Over the last couple years, there have been a few new features introduced into C# that are considered “syntactic sugar”.  These types of enhancements are great as they allow code to be written in a clean and concise manner by limiting boilerplate and otherwise redundant code.  That said, these features typically do not introduce new functionality.  They offer new syntax for taking advantage of existing features.  Hence the name, syntactic sugar.

To understand when to use these new features and how to use them, it can be helpful to understand how the compiler is handling them. Recently I had an interesting discussion with a fellow developer about a few syntactic sugar features that were introduced in C# 6.  Specifically, we were discussing expression bodied properties and default value expressions.

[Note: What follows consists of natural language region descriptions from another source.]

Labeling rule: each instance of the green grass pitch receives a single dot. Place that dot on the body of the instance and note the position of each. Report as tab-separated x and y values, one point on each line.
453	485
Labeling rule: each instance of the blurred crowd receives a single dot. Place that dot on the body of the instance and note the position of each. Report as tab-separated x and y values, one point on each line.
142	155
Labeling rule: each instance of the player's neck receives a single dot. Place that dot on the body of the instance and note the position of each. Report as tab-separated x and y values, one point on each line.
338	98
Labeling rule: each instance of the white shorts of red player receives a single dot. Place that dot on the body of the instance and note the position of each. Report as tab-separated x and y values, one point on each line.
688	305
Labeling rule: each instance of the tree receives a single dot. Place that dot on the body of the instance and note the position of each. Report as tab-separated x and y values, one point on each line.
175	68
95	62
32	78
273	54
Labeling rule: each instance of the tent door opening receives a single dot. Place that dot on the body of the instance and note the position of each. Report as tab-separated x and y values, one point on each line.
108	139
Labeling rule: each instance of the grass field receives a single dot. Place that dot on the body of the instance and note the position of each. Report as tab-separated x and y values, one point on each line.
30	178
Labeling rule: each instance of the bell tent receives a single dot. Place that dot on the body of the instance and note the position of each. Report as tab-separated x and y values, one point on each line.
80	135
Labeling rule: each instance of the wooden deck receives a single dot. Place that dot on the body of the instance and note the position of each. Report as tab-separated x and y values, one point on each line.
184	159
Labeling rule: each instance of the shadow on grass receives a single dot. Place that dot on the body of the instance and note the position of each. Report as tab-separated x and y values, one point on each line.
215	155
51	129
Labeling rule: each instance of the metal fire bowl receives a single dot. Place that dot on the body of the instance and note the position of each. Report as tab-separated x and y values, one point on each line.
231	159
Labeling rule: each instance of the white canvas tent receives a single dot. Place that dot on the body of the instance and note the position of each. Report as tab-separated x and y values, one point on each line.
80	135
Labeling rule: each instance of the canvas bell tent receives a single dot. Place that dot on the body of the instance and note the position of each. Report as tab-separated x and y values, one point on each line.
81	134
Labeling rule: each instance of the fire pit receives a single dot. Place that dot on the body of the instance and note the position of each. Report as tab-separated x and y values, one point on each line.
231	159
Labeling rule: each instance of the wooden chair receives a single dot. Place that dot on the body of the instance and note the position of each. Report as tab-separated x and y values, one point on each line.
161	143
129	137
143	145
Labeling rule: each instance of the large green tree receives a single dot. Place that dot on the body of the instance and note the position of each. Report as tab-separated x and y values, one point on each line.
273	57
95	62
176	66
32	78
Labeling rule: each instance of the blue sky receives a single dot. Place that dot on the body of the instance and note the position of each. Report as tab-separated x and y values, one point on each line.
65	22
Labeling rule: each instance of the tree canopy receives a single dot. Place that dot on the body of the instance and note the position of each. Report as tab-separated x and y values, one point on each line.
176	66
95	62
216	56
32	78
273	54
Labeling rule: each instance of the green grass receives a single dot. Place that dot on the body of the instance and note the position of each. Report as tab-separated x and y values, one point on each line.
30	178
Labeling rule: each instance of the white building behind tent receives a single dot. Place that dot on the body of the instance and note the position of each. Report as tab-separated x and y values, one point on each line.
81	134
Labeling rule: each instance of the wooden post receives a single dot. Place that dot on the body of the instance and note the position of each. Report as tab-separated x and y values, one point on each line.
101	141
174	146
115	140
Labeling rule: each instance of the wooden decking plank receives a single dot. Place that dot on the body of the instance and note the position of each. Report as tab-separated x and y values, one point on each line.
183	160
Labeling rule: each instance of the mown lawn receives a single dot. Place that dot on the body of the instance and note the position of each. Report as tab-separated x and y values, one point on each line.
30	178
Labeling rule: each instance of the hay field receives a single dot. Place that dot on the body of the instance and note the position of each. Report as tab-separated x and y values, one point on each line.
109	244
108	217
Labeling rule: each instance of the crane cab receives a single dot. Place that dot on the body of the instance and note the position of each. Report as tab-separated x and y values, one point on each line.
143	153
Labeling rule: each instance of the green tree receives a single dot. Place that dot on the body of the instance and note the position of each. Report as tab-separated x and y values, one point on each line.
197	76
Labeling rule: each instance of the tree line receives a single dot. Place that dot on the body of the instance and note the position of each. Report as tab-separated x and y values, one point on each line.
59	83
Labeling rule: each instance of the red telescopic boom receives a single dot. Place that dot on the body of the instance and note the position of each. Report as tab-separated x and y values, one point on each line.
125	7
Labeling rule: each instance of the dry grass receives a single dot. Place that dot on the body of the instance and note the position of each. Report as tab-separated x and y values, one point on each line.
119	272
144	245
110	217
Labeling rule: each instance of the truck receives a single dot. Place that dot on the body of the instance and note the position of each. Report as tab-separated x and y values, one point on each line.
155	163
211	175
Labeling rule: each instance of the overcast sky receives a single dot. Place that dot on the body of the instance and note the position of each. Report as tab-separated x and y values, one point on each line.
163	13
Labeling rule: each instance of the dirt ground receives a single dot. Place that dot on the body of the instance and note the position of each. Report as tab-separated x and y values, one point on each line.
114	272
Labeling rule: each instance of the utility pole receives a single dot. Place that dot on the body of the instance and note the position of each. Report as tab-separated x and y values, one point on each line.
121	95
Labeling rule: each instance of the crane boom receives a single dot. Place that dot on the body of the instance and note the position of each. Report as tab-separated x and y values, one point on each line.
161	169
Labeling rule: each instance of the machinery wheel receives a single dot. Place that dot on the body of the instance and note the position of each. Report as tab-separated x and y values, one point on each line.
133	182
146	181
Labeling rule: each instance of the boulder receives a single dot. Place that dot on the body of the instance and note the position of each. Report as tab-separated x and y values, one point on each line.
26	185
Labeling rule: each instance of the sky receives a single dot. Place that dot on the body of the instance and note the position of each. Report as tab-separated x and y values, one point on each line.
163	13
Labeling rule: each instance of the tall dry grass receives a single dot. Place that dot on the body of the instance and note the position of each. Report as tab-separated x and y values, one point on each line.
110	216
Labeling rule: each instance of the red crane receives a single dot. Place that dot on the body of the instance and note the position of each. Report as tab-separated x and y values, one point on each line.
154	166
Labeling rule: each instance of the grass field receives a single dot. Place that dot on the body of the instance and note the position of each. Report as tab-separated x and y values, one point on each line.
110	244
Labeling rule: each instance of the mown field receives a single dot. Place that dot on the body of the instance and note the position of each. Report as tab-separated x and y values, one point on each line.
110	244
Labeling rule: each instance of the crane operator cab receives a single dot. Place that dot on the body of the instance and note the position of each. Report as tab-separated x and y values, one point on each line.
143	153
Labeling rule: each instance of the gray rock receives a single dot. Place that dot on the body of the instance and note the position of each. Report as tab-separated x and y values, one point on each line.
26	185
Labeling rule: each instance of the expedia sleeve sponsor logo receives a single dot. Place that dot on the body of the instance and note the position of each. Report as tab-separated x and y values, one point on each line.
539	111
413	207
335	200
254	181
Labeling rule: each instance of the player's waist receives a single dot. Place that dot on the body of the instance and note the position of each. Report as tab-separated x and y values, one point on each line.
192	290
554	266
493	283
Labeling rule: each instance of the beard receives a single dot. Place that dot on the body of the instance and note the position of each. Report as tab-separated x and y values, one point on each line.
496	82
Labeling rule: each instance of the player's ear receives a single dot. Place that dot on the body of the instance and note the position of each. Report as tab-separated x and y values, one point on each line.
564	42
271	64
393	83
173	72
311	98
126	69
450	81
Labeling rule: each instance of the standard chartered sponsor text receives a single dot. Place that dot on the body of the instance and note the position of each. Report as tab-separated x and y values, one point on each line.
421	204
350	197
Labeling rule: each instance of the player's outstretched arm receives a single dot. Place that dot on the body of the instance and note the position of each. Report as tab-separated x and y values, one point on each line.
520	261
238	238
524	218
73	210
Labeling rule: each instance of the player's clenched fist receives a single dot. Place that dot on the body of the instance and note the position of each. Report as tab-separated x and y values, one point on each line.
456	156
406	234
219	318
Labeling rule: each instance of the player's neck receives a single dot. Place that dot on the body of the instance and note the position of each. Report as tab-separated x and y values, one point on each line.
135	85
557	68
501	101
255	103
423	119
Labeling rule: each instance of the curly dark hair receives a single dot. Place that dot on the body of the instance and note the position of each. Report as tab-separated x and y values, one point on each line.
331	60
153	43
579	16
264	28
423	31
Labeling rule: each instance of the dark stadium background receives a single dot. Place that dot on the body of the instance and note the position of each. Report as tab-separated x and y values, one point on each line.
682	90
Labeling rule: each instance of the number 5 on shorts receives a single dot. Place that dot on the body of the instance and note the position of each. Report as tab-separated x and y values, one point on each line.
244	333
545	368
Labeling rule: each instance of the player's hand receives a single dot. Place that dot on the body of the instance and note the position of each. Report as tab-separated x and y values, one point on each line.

In this article, we will be comparing these two features by looking at what the compiler is doing under the hood.

Decompiling Assemblies

There are a couple different ways to analyze compiler output.  The most in-depth approach is looking directly at the Intermediate Language (IL) that results from the compilation process. Free tools like dotPeek and ILSpy can be used to extract an assemblies IL however, if we are only interested in deconstructing the syntax sugar, there is a simpiler way.

Both dotPeek and ILSpy can also be used to decompile assemblies back into their source language. You also have the ability to see the code that is generated by the compiler. In dotPeek, this can be done by selecting the  “show compiler-generated code” setting and deselecting the “Use sources from symbol files when available”.

Expression Bodied Properties

As the name suggests, expression bodied properties allow you to define a property with a C# expression.  Using this feature can lead to cleaner and more readable code but, how does the compiler interpret it?  Lets take a look by creating an explicit example and seeing what gets generated. 

To get started, lets create the following property.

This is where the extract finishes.